I have been thinking about writing about this subject for some time but it would have been a daunting task so I put it on my Daily Kos back burner. Now Lovenheim has saved me the trouble.
Here are the first three paragraphs of his article. I hope it intrigues you enough to read the entire piece and comment on it. I will respond to serious comments and questions throughout the day, but will not answer those who are bringing up the same old same old arguments and criticisms against diagnosing Trump.
Donald Trump is easily the most psychoanalyzed president of modern times. His decision-making style and behavior have been hotly debated by journalists, voters, politicians, world leaders and pundits who have bestowed upon him any number of fanciful, grave-sounding mental conditions, calling him, among other things, a narcissist, a sociopath, a psychopath and a paranoiac. Trump has said he distrusts mental health professionals, so we don’t have access to a formal assessment of his psychology. But colloquially speaking, perhaps the best explanation for the president’s behavior dates back to his earliest interactions with his mother.
Although I’m not a psychologist, I have spent years researching a major field of psychology known as attachment theory for a book. According to the science of attachment—developed in the second half of the 20thcentury by British psychotherapist John Bowlby—we’re hardwired at birth to attach to a competent and reliable caregiver for protection because we are born helpless. The success or failure of this attachment affects all our relationships throughout life—in the workplace, on the athletic field, with loved ones—and yes, even in politics. Children who bond successfully with a primary caregiver—usually this is the mom but it could also be the dad, grandparent, nanny or other adult—grow up with what is termed a “secure” attachment. As adults, they tend to be confident, trusting of others, resilient in the face of setbacks, and able to enjoy long, stable relationships. Children who fail to achieve a successful attachment, on the other hand, may as adults have a lack of comfort with intimacy, difficulty trusting others, a constant need for reassurance from relationship partners, and a lack of resilience when faced with illness, injury or loss.

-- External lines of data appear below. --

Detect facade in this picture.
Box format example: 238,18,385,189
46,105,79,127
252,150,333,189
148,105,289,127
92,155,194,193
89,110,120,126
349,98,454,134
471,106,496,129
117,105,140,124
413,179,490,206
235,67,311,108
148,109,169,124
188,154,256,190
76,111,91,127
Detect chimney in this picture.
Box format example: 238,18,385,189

The biographical record is fairly strong on Trump’s failure to development a healthy emotional attachment to either of his parents. It may have contributed to his tumultuous personal life, but it also endowed him with some traits that made him well-suited to his late-career entry in politics.  CONTINUED
In order to understand why Trump is Trump we must understand how he was raised. We have to have a grasp of the concept of attachment avoidance and attachment anxiety.
Finally, much of the president’s behavior, both before and since he took office, is clearly consistent with attachment avoidance: His powerful sense of self-reliance and near-inability to acknowledge self-doubt; his bragging about his sexual relations; his almost complete lack of close friends; his multiple marriages; and his unstable relationships with White House staff, Cabinet members and congressional leaders of both parties.
Trump’s almost compulsive need to be in the spotlight might be evidence of attachment anxiety if it were aimed primarily at needing approval. But in the president’s case, it appears to be more about needing admiration. Overt narcissism or grandiose self-regard, the leading attachment researchers Mario Mikulincer and Philip R. Shaver report, is associated with attachment avoidance.
Hopefully, this timely Politico article will help you gain a deeper understanding of what makes Trump tick.